Was ist denn Ihr „Heiliger Gral“?
Unter anderem der Nike Air Max One aus dem Patriot Pack. Der ist blau, weiß, rot und mit einer USA-Flagge anstatt eines Nike-Logos versehen. Das ist an und für sich kein besonderer Schuh, aber mir gefällt die Farbgebung. Zudem ist das Modell von 1987, das ist einer der Schuhe, mit dem bei mir das Sammeln begonnen hat.
Und wie kamen Sie an ihn?
Ich hatte ihn zufällig in einer Facebook-Gruppe, in der man Sneakers tauscht und verkauft, entdeckt. Innerhalb von zwei Minuten habe ich das Geld überwiesen, und nach drei Tagen kam er dann endlich an.
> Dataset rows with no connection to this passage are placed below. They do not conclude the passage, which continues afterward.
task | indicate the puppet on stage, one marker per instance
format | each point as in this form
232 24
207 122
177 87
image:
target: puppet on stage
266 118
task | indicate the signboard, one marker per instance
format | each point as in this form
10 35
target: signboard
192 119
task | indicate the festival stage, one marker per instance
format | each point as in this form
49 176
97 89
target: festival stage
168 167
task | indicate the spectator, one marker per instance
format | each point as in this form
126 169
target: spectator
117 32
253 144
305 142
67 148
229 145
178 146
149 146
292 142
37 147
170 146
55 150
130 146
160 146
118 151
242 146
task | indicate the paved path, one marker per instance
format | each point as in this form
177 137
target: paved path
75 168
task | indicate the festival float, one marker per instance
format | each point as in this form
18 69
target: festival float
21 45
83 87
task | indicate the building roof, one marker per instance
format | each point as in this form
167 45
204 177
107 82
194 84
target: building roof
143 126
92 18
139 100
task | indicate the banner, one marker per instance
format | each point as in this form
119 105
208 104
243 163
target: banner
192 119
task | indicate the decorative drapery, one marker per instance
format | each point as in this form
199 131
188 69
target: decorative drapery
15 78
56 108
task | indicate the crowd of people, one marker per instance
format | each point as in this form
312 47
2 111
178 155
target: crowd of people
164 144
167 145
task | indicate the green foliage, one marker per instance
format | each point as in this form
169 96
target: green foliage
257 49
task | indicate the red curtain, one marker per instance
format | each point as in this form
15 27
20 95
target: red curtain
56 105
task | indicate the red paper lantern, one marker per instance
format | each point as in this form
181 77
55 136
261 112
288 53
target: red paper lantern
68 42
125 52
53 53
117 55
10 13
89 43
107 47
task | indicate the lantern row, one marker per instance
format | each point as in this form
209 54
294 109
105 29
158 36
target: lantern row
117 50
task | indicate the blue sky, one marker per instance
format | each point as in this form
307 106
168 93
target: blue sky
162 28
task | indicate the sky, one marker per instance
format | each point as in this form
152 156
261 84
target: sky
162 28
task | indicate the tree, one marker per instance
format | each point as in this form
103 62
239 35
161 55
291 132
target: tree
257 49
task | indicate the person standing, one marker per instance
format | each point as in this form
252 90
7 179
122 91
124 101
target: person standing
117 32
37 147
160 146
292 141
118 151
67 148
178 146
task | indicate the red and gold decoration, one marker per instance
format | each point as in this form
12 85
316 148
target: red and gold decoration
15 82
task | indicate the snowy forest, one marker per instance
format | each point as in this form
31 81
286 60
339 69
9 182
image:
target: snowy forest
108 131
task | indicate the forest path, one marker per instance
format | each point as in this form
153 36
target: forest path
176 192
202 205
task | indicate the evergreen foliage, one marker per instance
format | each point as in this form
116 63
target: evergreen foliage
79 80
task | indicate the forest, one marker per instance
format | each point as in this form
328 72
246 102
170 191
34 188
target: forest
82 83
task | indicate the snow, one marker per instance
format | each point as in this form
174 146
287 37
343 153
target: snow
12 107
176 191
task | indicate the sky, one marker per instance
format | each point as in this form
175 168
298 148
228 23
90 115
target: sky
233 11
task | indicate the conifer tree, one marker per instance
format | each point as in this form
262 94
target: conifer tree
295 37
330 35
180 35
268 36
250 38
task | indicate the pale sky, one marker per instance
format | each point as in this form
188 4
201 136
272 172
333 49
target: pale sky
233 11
Wie wird man denn zum Schuhsammler?
Da gibt’s jetzt keinen klassischen Werdegang. Bei mir war es so: Als die erste große Sneakerwelle kam, so Mitte der Neunziger mit Chicago Bulls und Michael Jordan, da war ich 13 – das perfekte Alter, um sich für so etwas zu begeistern. Dann kommt noch die Musik hinzu: Ich hörte Hip-Hop, und da trug man wie beim Skaten immer die neuesten Sneaker. Das kommt alles aus dem Umfeld, in dem ich aufgewachsen bin. Früher gab’s beim Skaten zwei Seiten: Entweder du hörst Punk, dann skatest du mit Vans-Schuhen, oder du hast Hip-Hop gehört und bist dann mit DC-Schuhen aufs Brett gestiegen.
Und heute?
Da ist das anders, da hört jeder alles, und es geht nicht mehr so stark um die Zugehörigkeit zu einer Szene. Was aber gleich geblieben ist, ist, dass man irgendwann nicht mehr aussortiert, weil die Schuhe einem gefallen. Beim Sport braucht man generell ständig neue Schuhe, und irgendwann sammeln sich 50, 60 Paar an. Es war aber nie mein Ziel, mit 30 Jahren 200 Paar Schuhe zu besitzen, das hat sich so ergeben. Irgendwann merkt man, dass einem ein Modell perfekt passt und wie auf einen zugeschnitten ist, dann will man plötzlich mehr von dem Modell – und es hört gar nicht mehr auf. Man wächst rein. Manche verlieren auch schlagartig das Interesse.
Und die, die das Interesse verlieren? Was machen die mit den ganzen Schuhen?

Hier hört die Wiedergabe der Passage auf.